The most notorious press agent of the 1800s was Phineas Taylor (P. T.) Barnum, who used gross exaggeration, fraudulent stories, and staged events to secure newspaper coverage for his clients; his American Museum; and, later, his circus. Barnum’s circus, dubbed “The Greatest Show on Earth,” included the “midget” General Tom Thumb, Swedish soprano Jenny Lind, Jumbo the Elephant, and Joice Heth (who Barnum claimed was the 161-year-old nurse of George Washington, but who was actually eighty when she died). These performers became some of the earliest nationally known celebrities because of Barnum’s skill in using the media for promotion. Decrying outright fraud and cheating, Barnum understood that his audiences liked to be tricked. In newspapers and on handbills, he later often revealed the strategies behind his more elaborate hoaxes.

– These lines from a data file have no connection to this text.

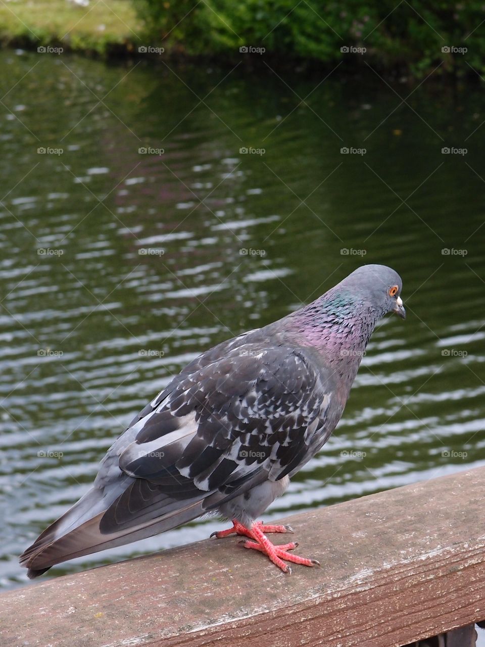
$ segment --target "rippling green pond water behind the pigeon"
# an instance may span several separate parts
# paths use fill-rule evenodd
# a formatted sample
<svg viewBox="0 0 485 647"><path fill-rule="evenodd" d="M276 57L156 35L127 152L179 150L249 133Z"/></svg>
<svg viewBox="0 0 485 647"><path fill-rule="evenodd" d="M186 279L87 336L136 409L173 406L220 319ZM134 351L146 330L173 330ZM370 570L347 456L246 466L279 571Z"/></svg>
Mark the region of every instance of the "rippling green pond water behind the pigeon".
<svg viewBox="0 0 485 647"><path fill-rule="evenodd" d="M411 88L371 71L0 60L1 586L26 582L18 554L171 375L362 262L400 272L407 320L376 329L337 432L265 519L485 465L479 87L428 81L400 105Z"/></svg>

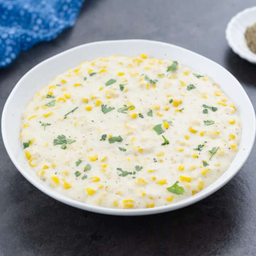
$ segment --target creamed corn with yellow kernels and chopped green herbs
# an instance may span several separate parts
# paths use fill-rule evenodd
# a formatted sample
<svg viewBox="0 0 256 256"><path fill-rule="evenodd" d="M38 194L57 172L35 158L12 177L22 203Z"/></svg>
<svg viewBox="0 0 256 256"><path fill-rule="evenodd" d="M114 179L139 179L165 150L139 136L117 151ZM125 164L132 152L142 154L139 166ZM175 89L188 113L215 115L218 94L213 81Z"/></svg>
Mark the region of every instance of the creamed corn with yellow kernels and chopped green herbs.
<svg viewBox="0 0 256 256"><path fill-rule="evenodd" d="M27 104L20 138L38 177L60 193L146 208L216 181L240 134L233 102L207 75L142 54L84 62L54 78Z"/></svg>

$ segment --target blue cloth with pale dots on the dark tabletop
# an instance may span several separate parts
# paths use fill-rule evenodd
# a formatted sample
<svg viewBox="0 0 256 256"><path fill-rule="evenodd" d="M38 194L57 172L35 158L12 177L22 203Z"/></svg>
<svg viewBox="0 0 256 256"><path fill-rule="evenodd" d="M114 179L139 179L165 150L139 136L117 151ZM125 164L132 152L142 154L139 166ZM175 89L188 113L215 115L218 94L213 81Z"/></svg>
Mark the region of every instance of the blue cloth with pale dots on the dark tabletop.
<svg viewBox="0 0 256 256"><path fill-rule="evenodd" d="M0 68L76 21L83 0L0 0Z"/></svg>

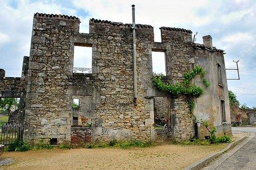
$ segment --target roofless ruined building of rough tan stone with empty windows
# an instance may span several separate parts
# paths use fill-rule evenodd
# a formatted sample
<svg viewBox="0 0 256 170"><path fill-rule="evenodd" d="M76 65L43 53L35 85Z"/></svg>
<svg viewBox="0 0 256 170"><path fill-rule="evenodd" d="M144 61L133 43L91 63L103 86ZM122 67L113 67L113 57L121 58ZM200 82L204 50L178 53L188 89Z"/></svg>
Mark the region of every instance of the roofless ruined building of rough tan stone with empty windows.
<svg viewBox="0 0 256 170"><path fill-rule="evenodd" d="M131 26L90 19L89 33L80 33L77 17L34 15L22 77L5 77L0 70L0 97L21 98L24 139L76 146L194 137L186 97L170 96L152 84L152 52L165 54L164 78L171 83L183 81L195 66L205 69L210 87L202 85L200 76L193 79L205 90L196 98L194 115L215 126L217 135L231 134L224 51L213 47L211 36L196 44L190 30L161 27L161 42L154 42L153 27L136 24L134 42ZM75 46L91 48L91 73L73 71ZM209 136L202 126L196 131L199 137Z"/></svg>

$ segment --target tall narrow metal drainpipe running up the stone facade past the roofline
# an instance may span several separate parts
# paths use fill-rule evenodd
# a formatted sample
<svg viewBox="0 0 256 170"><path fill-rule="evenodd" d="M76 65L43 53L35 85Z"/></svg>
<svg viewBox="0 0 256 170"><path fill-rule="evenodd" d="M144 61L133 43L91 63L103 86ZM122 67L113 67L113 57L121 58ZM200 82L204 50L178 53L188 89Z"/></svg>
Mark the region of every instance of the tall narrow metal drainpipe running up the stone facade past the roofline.
<svg viewBox="0 0 256 170"><path fill-rule="evenodd" d="M134 105L137 105L137 62L136 62L136 37L135 37L135 5L132 6L132 43L134 56Z"/></svg>

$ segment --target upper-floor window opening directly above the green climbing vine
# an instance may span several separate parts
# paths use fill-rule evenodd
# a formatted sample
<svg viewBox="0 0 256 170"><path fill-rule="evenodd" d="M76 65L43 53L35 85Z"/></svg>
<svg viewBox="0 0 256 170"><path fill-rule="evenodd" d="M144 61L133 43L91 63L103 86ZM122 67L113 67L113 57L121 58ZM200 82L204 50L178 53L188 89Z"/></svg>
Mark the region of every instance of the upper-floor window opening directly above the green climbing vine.
<svg viewBox="0 0 256 170"><path fill-rule="evenodd" d="M166 76L165 52L152 51L152 68L153 68L153 73L156 73L156 74L163 73L164 76Z"/></svg>

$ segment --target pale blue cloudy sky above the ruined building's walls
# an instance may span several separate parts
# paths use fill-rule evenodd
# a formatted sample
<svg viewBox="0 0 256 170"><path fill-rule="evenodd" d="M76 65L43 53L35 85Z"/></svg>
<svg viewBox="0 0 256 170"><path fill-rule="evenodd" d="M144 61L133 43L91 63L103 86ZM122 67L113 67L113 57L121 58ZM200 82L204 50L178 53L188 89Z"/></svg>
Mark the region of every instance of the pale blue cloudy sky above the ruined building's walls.
<svg viewBox="0 0 256 170"><path fill-rule="evenodd" d="M254 0L0 0L0 68L6 77L20 77L23 56L29 56L34 13L65 14L80 18L80 32L88 33L90 18L131 23L135 4L136 23L150 24L155 41L159 27L198 32L196 43L211 35L213 46L225 51L226 68L238 61L240 80L228 80L228 88L240 103L256 106L256 1ZM227 72L235 78L235 72Z"/></svg>

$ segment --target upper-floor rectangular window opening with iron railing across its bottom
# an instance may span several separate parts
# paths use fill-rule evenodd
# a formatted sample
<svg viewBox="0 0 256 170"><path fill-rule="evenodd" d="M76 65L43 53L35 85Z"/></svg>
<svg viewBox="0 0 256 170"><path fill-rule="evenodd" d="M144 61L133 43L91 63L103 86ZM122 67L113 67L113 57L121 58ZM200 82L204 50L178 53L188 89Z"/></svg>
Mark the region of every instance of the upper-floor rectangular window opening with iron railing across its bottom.
<svg viewBox="0 0 256 170"><path fill-rule="evenodd" d="M92 44L75 43L73 73L92 73Z"/></svg>

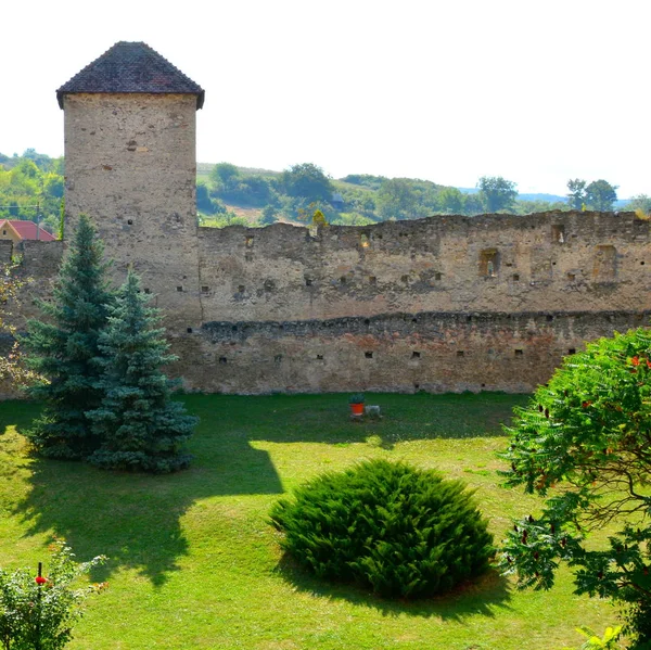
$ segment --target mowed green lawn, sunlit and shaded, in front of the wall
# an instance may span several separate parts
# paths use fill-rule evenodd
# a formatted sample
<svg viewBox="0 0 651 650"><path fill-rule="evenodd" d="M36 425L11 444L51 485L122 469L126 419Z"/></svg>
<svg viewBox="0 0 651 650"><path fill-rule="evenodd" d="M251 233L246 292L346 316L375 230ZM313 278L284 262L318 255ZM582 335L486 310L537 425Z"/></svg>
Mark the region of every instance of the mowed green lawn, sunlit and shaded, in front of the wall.
<svg viewBox="0 0 651 650"><path fill-rule="evenodd" d="M352 422L345 395L191 395L201 417L192 468L168 476L110 473L33 458L20 435L38 408L0 404L0 565L47 559L53 535L79 560L103 553L72 650L554 650L578 625L602 630L616 611L573 595L516 591L492 573L433 600L390 602L333 586L282 557L270 506L324 471L366 458L437 468L476 488L500 539L540 502L500 487L500 423L524 396L370 395L379 421ZM46 565L47 571L47 565Z"/></svg>

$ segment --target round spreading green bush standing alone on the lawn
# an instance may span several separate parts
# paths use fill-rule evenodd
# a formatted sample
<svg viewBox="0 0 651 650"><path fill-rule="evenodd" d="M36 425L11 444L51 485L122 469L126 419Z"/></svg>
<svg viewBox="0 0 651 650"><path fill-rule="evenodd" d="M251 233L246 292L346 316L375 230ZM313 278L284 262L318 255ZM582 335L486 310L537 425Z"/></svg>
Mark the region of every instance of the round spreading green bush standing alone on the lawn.
<svg viewBox="0 0 651 650"><path fill-rule="evenodd" d="M472 494L436 471L371 460L298 487L270 519L282 548L317 576L422 598L488 569L493 535Z"/></svg>

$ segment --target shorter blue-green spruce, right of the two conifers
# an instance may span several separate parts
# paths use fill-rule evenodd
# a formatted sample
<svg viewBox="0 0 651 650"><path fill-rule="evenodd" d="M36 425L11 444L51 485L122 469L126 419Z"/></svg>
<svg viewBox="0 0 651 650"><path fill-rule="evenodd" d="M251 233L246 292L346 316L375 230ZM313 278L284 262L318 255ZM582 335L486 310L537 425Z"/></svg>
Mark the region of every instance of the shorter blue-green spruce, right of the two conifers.
<svg viewBox="0 0 651 650"><path fill-rule="evenodd" d="M197 418L171 399L175 382L161 370L168 355L158 309L148 307L138 276L129 271L100 335L104 355L101 407L87 413L101 447L89 458L105 469L171 472L187 467L183 450Z"/></svg>

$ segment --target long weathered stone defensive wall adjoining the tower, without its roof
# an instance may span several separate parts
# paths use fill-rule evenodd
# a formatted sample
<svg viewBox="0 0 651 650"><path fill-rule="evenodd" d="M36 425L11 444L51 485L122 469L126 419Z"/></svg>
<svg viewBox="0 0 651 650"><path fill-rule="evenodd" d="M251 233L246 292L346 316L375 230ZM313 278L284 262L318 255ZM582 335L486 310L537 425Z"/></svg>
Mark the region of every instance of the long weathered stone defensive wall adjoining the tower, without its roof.
<svg viewBox="0 0 651 650"><path fill-rule="evenodd" d="M585 341L648 323L649 226L634 213L442 216L199 228L192 244L190 227L177 242L149 225L125 229L118 250L164 309L189 388L526 392ZM178 284L139 246L154 270L168 258ZM22 253L28 292L49 299L62 243Z"/></svg>

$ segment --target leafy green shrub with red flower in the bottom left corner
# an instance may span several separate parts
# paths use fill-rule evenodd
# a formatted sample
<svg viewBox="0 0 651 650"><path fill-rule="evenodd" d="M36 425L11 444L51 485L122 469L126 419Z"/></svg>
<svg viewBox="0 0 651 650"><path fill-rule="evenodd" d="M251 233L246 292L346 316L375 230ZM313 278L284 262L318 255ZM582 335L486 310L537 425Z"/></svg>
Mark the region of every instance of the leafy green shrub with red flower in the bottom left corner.
<svg viewBox="0 0 651 650"><path fill-rule="evenodd" d="M72 626L82 604L104 585L73 585L105 558L78 563L62 540L52 545L49 574L35 579L34 571L0 569L0 643L3 650L60 650L72 639Z"/></svg>

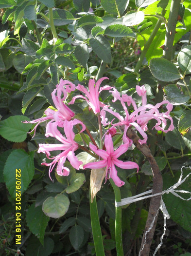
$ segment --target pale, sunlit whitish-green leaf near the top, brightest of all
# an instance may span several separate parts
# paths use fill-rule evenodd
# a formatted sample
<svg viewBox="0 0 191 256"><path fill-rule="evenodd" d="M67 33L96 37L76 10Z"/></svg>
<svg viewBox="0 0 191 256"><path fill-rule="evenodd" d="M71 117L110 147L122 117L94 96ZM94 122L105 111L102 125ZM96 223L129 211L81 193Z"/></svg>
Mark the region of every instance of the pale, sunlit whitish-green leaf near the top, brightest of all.
<svg viewBox="0 0 191 256"><path fill-rule="evenodd" d="M125 26L134 26L134 25L138 25L143 20L144 20L144 13L142 11L133 12L133 13L128 12L123 17L122 24Z"/></svg>

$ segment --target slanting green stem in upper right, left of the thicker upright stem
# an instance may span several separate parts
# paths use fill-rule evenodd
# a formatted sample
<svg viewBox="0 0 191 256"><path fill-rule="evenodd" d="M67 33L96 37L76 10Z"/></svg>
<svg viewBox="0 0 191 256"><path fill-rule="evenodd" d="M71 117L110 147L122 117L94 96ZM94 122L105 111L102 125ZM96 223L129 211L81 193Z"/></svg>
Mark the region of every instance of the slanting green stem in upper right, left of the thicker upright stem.
<svg viewBox="0 0 191 256"><path fill-rule="evenodd" d="M161 16L164 16L165 13L166 13L166 11L163 10L161 12ZM155 38L156 33L157 33L158 29L161 26L161 23L162 23L162 21L160 19L157 20L156 25L155 25L152 33L151 33L151 36L149 37L148 41L145 43L144 49L142 50L142 52L140 54L140 57L139 57L139 60L137 62L137 65L135 67L134 73L138 73L139 72L139 69L140 69L140 67L142 65L143 59L145 58L145 55L146 55L146 53L147 53L147 51L148 51L148 49L149 49L153 39Z"/></svg>

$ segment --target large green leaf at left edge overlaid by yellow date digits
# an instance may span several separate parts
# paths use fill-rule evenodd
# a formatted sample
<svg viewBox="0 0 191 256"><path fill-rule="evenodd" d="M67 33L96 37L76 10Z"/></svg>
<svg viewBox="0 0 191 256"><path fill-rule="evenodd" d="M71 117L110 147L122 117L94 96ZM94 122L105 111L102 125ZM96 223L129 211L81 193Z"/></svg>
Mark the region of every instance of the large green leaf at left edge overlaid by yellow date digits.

From 1883 to 1916, William F. Cody, who once killed buffalo for the railroads, promoted himself and his traveling show: “Buffalo Bill’s Wild West and Congress of Rough Riders of the World.” Cody’s troupe—which featured bedouins, Cossacks, and gauchos, as well as “cowboys and Indians”—re-created dramatic gunfights, the Civil War, and battles of the Old West. The show employed sharpshooter Annie Oakley and Lakota medicine man Sitting Bull, whose legends were partially shaped by Cody’s nine press agents. These agents were led by John Burke, who successfully promoted the show for its entire thirty-four-year run. Burke was one of the first press agents to use a wide variety of media channels to generate publicity: promotional newspaper stories, magazine articles and ads, dime novels, theater marquees, poster art, and early films. Burke and Buffalo Bill shaped many of the lasting myths about rugged American individualism and frontier expansion that were later adopted by books, radio programs, and Hollywood films about the American West. Along with Barnum, they were among the first to use publicity—a type of PR communication that uses various media messages to spread information about a person, a corporation, an issue, or a policy—to elevate entertainment culture to an international level.